I originaly bought the Pentax 43WR becuase one of my hobbies is whitewater kayaking. The pentax WR and WP series cameras are very small, fit in a pocket. I"m thrilled with the image quality, and easy to use features. The autoprogram mode P is excellent. But I've also used the macro and time lapse (fireworks) modes too. The panoramic features is easy. The menus are the most intuitive I've ever seen in a digital camera. 90% of the time I use use the P mode... BUT the other stuff is there in case I want to play with it. 

Before you buy, please check out the pentax models... 

note: the pentax 43WR will also run on regular AA batteries if you run out of juice with the DC3 battery and are traveling and can't find the high capacity batter.

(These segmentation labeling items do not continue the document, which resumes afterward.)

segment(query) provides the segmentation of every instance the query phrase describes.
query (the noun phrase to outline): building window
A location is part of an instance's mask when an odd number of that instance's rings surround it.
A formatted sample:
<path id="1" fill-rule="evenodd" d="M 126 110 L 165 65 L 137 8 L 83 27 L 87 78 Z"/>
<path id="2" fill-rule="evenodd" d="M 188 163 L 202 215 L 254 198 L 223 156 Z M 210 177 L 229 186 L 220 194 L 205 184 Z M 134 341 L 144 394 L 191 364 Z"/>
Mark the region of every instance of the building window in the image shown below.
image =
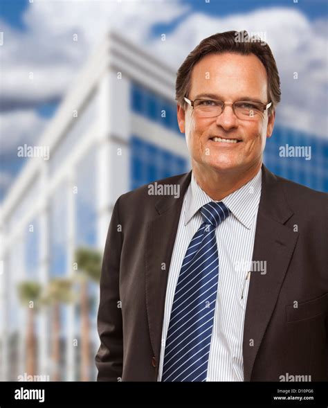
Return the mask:
<path id="1" fill-rule="evenodd" d="M 96 151 L 89 150 L 75 168 L 75 246 L 96 245 Z"/>
<path id="2" fill-rule="evenodd" d="M 307 156 L 293 157 L 287 153 L 282 157 L 280 153 L 287 152 L 289 147 L 304 148 L 303 152 Z M 325 171 L 327 161 L 328 142 L 313 135 L 275 126 L 273 134 L 266 141 L 264 163 L 268 168 L 278 176 L 310 188 L 328 192 L 328 175 Z"/>
<path id="3" fill-rule="evenodd" d="M 176 119 L 176 103 L 136 82 L 131 87 L 131 109 L 152 122 L 180 133 Z"/>
<path id="4" fill-rule="evenodd" d="M 132 136 L 131 146 L 131 189 L 188 171 L 187 160 L 178 154 Z"/>
<path id="5" fill-rule="evenodd" d="M 67 186 L 62 184 L 51 197 L 49 240 L 52 277 L 64 276 L 67 272 Z"/>

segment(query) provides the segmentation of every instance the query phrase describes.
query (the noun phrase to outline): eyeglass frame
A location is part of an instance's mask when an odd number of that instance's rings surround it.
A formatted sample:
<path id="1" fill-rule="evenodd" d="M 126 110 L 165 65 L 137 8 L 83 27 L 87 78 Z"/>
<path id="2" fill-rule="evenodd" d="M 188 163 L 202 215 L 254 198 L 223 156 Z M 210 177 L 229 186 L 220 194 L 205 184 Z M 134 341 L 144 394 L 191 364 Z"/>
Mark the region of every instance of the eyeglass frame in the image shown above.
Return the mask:
<path id="1" fill-rule="evenodd" d="M 183 99 L 185 100 L 185 102 L 190 106 L 191 106 L 192 107 L 192 109 L 194 109 L 194 103 L 195 100 L 217 100 L 219 102 L 222 102 L 223 105 L 222 105 L 222 108 L 221 108 L 221 113 L 219 114 L 219 115 L 217 115 L 217 117 L 219 116 L 223 113 L 223 112 L 224 112 L 224 108 L 226 107 L 226 106 L 229 106 L 230 105 L 233 108 L 233 113 L 234 113 L 235 116 L 236 116 L 236 118 L 238 118 L 238 116 L 236 115 L 236 114 L 235 112 L 235 104 L 237 102 L 248 102 L 248 103 L 253 102 L 255 103 L 261 103 L 263 105 L 263 107 L 264 107 L 263 111 L 262 112 L 262 114 L 264 114 L 265 112 L 266 112 L 268 109 L 268 108 L 272 105 L 272 102 L 269 102 L 268 103 L 266 103 L 266 103 L 263 103 L 262 102 L 257 102 L 257 101 L 255 101 L 255 100 L 236 100 L 236 101 L 235 101 L 233 103 L 226 103 L 226 102 L 224 102 L 223 100 L 220 100 L 219 99 L 211 99 L 210 98 L 208 98 L 208 99 L 206 99 L 206 98 L 203 98 L 203 99 L 201 98 L 197 98 L 196 99 L 194 99 L 194 100 L 192 100 L 191 99 L 188 99 L 186 96 L 184 96 L 183 97 Z M 209 116 L 209 117 L 215 118 L 215 116 Z"/>

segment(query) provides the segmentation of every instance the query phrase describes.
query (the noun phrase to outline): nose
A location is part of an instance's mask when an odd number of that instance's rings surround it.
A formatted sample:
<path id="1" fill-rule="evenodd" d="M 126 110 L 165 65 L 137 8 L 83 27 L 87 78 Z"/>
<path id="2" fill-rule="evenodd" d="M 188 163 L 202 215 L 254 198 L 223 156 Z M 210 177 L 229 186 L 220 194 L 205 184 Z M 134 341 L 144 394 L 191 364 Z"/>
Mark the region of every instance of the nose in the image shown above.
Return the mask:
<path id="1" fill-rule="evenodd" d="M 238 125 L 238 119 L 233 112 L 233 107 L 225 105 L 224 112 L 217 117 L 217 125 L 221 126 L 224 130 L 230 130 L 236 127 Z"/>

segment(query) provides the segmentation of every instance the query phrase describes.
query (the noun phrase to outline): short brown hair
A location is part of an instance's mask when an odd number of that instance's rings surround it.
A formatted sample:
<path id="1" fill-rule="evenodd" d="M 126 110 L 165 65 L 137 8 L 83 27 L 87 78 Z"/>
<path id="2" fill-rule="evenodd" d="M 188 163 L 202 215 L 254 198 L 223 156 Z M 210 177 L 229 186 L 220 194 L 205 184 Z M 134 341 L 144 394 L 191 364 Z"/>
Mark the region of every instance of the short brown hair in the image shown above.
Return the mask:
<path id="1" fill-rule="evenodd" d="M 242 41 L 237 39 L 242 38 Z M 272 102 L 268 113 L 275 110 L 280 101 L 280 80 L 277 64 L 270 47 L 257 36 L 249 37 L 248 33 L 243 31 L 226 31 L 217 33 L 204 38 L 191 51 L 176 73 L 176 100 L 183 109 L 186 103 L 183 98 L 188 96 L 191 87 L 191 75 L 194 66 L 208 54 L 236 53 L 243 55 L 255 54 L 262 62 L 268 76 L 268 99 Z"/>

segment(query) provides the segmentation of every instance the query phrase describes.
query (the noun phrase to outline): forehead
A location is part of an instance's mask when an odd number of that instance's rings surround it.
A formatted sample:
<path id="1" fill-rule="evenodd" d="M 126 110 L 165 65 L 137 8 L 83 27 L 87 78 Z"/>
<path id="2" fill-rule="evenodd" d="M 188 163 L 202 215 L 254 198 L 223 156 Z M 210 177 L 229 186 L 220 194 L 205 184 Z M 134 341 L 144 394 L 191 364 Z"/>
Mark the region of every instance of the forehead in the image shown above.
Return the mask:
<path id="1" fill-rule="evenodd" d="M 265 100 L 267 76 L 264 66 L 254 54 L 209 54 L 194 66 L 189 96 L 203 93 L 234 99 L 250 96 Z"/>

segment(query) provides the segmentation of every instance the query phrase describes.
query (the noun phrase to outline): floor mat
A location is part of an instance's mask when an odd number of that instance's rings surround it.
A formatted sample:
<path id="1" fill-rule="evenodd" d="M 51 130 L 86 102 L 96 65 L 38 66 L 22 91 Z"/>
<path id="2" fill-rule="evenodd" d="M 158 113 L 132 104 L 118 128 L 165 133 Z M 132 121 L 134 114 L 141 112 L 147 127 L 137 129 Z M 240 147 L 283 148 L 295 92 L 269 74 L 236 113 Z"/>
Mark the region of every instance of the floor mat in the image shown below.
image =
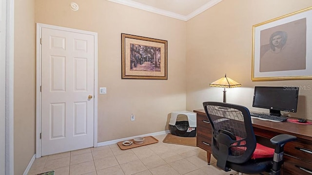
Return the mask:
<path id="1" fill-rule="evenodd" d="M 168 134 L 162 141 L 164 143 L 196 146 L 196 137 L 184 137 Z"/>

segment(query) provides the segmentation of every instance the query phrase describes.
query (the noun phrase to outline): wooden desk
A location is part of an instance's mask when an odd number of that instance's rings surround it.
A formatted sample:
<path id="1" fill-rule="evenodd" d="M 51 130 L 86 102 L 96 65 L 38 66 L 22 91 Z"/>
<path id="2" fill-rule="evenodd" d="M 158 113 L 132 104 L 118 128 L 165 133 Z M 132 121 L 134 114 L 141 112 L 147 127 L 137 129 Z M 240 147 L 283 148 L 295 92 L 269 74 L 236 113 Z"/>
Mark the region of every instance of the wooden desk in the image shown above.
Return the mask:
<path id="1" fill-rule="evenodd" d="M 194 110 L 197 113 L 197 146 L 207 151 L 207 161 L 210 162 L 212 127 L 204 109 Z M 266 146 L 274 147 L 270 139 L 281 134 L 297 137 L 297 140 L 287 143 L 284 147 L 283 175 L 312 175 L 312 125 L 290 122 L 273 122 L 252 119 L 257 141 Z"/>

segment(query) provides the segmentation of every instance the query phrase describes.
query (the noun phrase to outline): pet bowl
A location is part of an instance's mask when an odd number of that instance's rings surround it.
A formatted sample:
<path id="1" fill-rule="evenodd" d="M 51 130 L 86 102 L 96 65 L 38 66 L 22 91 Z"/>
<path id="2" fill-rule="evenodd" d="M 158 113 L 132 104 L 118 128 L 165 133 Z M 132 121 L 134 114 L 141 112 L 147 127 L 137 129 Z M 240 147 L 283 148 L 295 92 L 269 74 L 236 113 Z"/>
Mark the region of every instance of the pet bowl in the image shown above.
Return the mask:
<path id="1" fill-rule="evenodd" d="M 144 138 L 136 138 L 133 139 L 136 144 L 142 144 L 144 141 Z"/>
<path id="2" fill-rule="evenodd" d="M 126 140 L 122 142 L 122 144 L 124 146 L 129 146 L 132 144 L 132 141 L 131 140 Z"/>

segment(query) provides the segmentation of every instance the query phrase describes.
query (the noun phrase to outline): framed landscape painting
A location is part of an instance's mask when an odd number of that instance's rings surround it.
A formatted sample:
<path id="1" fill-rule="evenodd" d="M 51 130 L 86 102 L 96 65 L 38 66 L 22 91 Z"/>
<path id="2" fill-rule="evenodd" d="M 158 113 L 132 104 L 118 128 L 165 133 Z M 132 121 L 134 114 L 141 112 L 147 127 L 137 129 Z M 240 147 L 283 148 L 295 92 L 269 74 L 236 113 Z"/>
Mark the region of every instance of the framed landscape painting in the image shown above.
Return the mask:
<path id="1" fill-rule="evenodd" d="M 121 34 L 121 78 L 168 79 L 167 41 Z"/>
<path id="2" fill-rule="evenodd" d="M 312 79 L 312 9 L 253 26 L 252 80 Z"/>

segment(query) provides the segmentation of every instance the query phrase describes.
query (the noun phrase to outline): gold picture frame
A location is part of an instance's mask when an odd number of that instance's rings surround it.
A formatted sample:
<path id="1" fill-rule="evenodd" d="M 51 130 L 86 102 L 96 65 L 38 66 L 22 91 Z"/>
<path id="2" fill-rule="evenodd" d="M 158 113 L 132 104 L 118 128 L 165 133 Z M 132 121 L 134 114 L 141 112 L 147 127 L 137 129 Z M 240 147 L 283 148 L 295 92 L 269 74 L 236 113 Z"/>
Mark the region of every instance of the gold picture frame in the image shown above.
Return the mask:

So you'll never be with your camera due to battery loss. The WP, I think has to be charged... not sure... but I"m checking it out myself this weekend. (I like the idea of using it underwater, without having to buy a housing and it's soo small).

roud:


----------



## JimmyYahoo (Aug 14, 2005)

I have the SD300, wonderful camera, small, compact, everything else thats been said. Nice direct to TV feature for showing pictures to family when there is no computer around and the video that it can take is great. If there is one drawback its all the little manual settings that i just cannot take the time to read through the 300page book to figure out and the onscreen menus for such are a bit lacking in description, luckily enough the auto mode is just fine. Best part is its size, compact, lightweight with just enough heft to know its a fine piece of equipment.


----------